If You Happen to Blink
Kathleen Listman
Detroit, Illinois is one of those towns that you'll miss if you happen to blink driving through it. But on Thanksgiving twenty years ago, I did not miss it, even though I was blinking back the tears to keep them from streaming down my cheeks. By the time the car rolled to a stop in Detroit, ominous white smoke obscured the hood. I was frantic.

"I didn't do anything wrong, really!" I whined plaintively as Dad stepped out of the car to check the damage.

Actually I had; I was supposed to take the exit toward Pittsfield. But as an inexperienced teenage driver, I had left the freeway one exit too soon. Still that was no reason for the billowing cloud and loss of engine power. We were stranded, no one on the street; even the filling station was closed. I imagined all the people behind lock doors, enjoying turkey and stuffing.

"Careful" mom screamed. "It's still hot!"

"Get an old towel out of the trunk!" Dad barked at me.

As I fumbled with boxes, trying to pull out the towel, I heard a screen door slam behind me. An old man, with white stubble for a beard had stepped out onto his porch, a crumbling concrete slab breaking away from the tiny house.

"Hey! How ya' doing?" He called out.

"Car's quit." Dad yelled back. "Is there a mechanic around here?"

"Nah... Wait, I'll get Gary."

He disappeared behind the houses and eventually came back with a young man carrying a tool box. They stood on the roadside chatting with Dad until Gary decided it was safe enough to open the hood. After rummaging around he pronounced, "Water pump's shot. Nothin' I can do about it."

He was about to walk away when the old man called cajolingly. "Let me have your truck, so I can tow 'em to Pittsfield." Gary didn't look too pleased.

"Ya going to have 'em over for Thanksgiving at your house, instead, Gary?"  the old man asked with a smirk. Soon we were chained to the back of Gary's rusty pickup truck, Dad steering gingerly so we wouldn't accidently ram it.

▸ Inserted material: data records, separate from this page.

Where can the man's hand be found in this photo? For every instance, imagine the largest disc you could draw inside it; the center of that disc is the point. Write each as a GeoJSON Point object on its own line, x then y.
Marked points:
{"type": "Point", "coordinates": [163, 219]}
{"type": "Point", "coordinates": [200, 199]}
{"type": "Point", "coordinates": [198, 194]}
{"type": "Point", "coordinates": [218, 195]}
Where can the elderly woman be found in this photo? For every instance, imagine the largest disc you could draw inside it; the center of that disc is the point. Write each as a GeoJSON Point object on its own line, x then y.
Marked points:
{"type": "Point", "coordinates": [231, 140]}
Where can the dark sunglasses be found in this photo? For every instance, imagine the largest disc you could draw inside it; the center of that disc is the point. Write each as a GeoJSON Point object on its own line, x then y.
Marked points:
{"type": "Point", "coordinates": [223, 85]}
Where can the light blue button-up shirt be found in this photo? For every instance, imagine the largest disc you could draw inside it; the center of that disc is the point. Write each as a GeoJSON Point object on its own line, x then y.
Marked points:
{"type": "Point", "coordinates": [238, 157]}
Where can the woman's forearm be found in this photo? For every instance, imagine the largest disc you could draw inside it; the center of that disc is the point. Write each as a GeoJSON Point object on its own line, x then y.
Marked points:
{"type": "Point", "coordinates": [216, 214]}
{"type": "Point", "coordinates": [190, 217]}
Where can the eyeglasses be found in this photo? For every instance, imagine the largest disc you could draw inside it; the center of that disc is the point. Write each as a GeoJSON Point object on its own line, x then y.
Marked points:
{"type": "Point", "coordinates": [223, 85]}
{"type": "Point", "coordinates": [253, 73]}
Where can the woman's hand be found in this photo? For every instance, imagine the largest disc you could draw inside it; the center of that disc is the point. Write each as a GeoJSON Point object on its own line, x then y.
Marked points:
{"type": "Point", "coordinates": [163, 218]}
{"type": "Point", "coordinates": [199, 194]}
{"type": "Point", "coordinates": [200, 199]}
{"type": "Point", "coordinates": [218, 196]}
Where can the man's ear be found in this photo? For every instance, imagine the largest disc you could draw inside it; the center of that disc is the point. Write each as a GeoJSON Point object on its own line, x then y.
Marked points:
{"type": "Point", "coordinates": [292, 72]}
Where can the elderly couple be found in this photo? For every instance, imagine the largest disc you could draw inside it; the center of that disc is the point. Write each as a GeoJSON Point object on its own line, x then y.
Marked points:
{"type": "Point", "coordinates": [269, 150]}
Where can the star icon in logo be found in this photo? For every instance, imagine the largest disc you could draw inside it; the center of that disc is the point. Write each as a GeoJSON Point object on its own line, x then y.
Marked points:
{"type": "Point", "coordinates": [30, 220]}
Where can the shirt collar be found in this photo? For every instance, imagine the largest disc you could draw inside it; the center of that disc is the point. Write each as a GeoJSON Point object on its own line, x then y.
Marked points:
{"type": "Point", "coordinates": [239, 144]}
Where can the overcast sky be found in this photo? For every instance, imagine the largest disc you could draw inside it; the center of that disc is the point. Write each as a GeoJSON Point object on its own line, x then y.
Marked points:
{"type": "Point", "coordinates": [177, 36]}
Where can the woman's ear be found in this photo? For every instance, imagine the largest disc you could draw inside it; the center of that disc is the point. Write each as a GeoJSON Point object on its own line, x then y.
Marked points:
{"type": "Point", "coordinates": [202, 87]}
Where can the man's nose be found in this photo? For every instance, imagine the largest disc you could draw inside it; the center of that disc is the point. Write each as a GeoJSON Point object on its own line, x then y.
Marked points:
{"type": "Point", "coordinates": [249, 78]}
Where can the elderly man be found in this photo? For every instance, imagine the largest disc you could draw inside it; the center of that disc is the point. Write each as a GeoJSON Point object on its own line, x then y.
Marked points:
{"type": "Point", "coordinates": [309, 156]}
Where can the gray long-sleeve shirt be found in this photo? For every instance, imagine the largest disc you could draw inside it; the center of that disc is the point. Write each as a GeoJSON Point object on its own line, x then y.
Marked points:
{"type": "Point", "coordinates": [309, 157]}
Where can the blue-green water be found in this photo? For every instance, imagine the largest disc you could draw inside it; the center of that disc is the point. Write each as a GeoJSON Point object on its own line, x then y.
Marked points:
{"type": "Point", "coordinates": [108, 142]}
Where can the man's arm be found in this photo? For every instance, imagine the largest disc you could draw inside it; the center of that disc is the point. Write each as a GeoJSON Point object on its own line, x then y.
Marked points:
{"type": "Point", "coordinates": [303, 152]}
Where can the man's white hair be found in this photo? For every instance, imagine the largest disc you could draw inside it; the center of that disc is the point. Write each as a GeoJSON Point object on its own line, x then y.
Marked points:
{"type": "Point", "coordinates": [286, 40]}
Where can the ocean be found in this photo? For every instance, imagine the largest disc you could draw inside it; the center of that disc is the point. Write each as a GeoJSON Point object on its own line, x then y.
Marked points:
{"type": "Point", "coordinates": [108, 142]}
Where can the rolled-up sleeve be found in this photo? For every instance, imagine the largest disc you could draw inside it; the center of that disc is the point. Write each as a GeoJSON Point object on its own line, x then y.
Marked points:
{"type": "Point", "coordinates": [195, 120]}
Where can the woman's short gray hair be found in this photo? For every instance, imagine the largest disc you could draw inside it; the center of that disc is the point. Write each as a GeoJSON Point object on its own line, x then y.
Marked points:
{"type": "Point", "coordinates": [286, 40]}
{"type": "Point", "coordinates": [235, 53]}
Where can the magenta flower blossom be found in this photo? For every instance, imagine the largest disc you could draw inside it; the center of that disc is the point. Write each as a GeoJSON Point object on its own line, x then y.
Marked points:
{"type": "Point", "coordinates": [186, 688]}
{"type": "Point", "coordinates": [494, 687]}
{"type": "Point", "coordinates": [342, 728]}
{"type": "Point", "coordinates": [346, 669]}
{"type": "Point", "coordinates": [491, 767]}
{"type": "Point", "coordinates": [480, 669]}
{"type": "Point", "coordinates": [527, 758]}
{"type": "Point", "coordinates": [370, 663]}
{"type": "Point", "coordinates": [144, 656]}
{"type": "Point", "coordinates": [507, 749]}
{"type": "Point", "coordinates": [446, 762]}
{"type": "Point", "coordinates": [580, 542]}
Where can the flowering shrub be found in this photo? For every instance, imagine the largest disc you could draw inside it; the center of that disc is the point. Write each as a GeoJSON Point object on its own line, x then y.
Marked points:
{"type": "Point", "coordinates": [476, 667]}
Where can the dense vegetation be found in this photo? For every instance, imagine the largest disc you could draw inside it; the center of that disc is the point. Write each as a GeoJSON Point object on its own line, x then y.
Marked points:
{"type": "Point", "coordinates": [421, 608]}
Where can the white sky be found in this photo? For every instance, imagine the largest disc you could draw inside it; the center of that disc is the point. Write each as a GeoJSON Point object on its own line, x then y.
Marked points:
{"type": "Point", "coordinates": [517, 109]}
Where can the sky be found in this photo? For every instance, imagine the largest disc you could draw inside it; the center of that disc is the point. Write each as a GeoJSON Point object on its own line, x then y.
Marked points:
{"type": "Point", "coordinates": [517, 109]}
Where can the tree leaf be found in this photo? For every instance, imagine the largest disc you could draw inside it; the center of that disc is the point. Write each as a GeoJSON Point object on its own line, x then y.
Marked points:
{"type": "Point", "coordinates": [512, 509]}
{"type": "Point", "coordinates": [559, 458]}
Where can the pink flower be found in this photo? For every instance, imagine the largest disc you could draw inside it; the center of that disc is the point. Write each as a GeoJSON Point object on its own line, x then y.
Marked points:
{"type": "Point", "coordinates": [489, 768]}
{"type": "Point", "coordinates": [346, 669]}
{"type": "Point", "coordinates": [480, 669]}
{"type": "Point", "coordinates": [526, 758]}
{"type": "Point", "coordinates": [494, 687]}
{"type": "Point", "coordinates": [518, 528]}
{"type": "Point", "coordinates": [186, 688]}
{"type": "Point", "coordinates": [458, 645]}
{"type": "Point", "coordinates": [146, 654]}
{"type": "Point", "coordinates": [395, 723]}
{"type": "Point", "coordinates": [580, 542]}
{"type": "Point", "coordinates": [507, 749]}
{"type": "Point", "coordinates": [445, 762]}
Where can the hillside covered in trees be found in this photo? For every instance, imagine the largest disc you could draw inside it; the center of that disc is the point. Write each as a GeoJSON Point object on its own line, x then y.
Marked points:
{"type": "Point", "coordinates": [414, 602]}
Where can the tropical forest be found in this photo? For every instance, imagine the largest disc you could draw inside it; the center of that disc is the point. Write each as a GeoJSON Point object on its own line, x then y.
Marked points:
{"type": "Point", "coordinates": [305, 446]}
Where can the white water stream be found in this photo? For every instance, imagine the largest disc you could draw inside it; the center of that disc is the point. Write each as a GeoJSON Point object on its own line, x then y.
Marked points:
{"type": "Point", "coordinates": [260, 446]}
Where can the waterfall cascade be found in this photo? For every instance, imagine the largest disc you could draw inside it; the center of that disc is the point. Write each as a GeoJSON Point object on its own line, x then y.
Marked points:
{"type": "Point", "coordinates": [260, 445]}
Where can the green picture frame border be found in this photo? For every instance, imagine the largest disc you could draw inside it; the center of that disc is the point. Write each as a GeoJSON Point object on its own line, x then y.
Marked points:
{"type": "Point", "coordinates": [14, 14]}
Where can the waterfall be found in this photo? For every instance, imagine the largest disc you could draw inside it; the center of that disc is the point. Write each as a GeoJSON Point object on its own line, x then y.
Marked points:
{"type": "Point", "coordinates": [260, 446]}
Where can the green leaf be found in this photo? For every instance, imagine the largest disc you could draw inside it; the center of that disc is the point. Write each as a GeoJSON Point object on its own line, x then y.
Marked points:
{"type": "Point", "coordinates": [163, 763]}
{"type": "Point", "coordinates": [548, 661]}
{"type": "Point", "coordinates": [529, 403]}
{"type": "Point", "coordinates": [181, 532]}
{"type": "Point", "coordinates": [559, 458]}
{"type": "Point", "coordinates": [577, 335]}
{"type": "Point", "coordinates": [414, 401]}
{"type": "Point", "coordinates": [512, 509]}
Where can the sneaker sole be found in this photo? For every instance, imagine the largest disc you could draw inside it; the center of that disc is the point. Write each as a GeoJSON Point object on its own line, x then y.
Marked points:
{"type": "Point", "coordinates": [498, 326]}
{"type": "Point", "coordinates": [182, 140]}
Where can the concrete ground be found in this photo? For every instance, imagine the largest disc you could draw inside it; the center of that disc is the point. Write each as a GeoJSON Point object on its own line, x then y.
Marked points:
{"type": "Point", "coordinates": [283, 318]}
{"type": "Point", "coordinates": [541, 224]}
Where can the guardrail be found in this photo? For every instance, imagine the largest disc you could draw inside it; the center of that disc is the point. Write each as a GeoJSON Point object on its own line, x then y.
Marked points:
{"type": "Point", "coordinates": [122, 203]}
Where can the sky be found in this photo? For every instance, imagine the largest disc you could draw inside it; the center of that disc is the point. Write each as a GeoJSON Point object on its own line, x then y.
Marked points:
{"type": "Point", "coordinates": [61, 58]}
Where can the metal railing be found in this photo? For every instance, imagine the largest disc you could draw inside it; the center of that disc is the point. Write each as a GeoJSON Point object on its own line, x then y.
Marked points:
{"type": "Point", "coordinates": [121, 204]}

After the bumpy tow down the country road to Pittsfield, Dad offered to pay the old man, but he refused. So after leaving the car parked in the lot of a garage, Dad bought him dinner. A cheap dinner because the only place we found open was a fried chicken joint. Instead of scrumptious turkey and stuffing in Missouri with Grandma, we ate fried chicken and biscuits with an old man whom Gary had referred to as a tottering busybody. But he swore this was the best Thanksgiving he'd had in years.